I pledge to always confront gender bias, challenge both myself and the status quo to help empower women so we can play our part in shaping a more inclusive future.
To break gender bias, it is important to first create a culture where diversity is embraced, celebrated, and rewarded. As a leader, I have an obligation to make sure that we have a psychologically safe environment that allows everyone to comfortably bring their ideas and thoughts forward irrespective of their gender. Any form of bias isn’t tolerated. We are all winners when all voices are heard and valued. We all have an active role in squashing gender biases.
I am a solo mom. I was told around 38 that it was almost too late for me to have a child and decided to go ahead and have a child by myself since I was still single. I now have an adorable 3-year-old little girl.
I am breaking the bias everyday by teaching my two daughters that equality, diversity and being inclusive is very important. As girls and women, we are making the difference and we can achieve anything.
I break the bias by demonstrating that women can thrive in technical roles.
In my opinion, to break the bias we need to keep having the sometimes uncomfortable conversations of inequality existing in the workplace for all of us to do better and be informed. Diverse knowledge, perspectives and experiences inspire better ideas and make for a much more efficient team. We need to be open to disrupting the status quo.
As an ally, I am always reviewing our Subject Matter Expert (SME) lists I am given and panels we are gathering to look for diversity. Too often leaders choose coworkers who “look like them” for these assignments and we need to ensure that panels and SME lists are as diverse as the audience we are looking to reach and represent.

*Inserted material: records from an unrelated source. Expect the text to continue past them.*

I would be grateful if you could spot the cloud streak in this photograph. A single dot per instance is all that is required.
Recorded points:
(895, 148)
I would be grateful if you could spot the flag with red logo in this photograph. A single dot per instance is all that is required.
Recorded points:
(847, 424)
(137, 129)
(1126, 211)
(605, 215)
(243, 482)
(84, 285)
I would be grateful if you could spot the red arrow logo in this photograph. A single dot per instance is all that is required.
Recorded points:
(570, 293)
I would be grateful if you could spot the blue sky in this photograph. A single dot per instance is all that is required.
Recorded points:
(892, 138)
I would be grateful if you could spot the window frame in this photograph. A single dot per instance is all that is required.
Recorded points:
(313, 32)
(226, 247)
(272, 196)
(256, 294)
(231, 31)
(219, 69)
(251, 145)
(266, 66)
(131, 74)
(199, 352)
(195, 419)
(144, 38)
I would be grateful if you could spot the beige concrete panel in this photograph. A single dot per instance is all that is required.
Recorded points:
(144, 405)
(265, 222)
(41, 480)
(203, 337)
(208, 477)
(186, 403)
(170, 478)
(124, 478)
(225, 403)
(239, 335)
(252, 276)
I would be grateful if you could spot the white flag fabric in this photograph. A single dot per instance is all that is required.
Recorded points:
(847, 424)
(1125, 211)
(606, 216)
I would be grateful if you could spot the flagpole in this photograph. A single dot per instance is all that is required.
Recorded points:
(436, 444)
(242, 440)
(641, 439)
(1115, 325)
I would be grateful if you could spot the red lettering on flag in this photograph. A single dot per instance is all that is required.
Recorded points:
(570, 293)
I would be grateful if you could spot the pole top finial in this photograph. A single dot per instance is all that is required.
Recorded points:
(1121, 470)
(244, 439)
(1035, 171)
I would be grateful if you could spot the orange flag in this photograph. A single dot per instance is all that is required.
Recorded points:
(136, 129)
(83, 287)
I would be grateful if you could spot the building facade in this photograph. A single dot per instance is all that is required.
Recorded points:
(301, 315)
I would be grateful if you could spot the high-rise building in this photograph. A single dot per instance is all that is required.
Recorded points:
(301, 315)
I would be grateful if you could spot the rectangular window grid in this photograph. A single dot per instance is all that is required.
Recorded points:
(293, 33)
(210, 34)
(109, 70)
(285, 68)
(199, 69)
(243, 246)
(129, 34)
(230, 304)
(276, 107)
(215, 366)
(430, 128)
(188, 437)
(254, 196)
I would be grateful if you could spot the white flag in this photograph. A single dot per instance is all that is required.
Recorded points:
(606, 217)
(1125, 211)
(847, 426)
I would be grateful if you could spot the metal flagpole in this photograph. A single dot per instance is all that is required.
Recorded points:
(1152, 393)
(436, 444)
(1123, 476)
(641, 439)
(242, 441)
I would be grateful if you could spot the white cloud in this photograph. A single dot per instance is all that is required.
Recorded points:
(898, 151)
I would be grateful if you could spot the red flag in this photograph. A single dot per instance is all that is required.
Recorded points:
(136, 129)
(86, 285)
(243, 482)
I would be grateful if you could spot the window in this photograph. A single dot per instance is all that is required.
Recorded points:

I am an African American female working in a predominately male industry. It is very common for me to be in a room or on a WebEx where I am the only black and very few if any females present. Early in my career, I bought into the bias. I used to diminish and minimize the presence of my femineity by wearing dark colors or conservative straight hair styles and not speaking up. Today, I wear what I want without a second thought of who will be in the room. And, last year I wore braids and alternative hairstyles that would allow me to accomplish my fitness goals. I am committed to showing up as my authentic self and encourage other women to do the same.
The biggest contribution I can make to breaking the bias is what I call “holding the door open.” When I find myself breaking through into a space where diverse representation is lacking, I make sure to hold the door open for other women and women of color to come through after me. The more diverse voices included at the table means the planning and solutions provided will be much richer.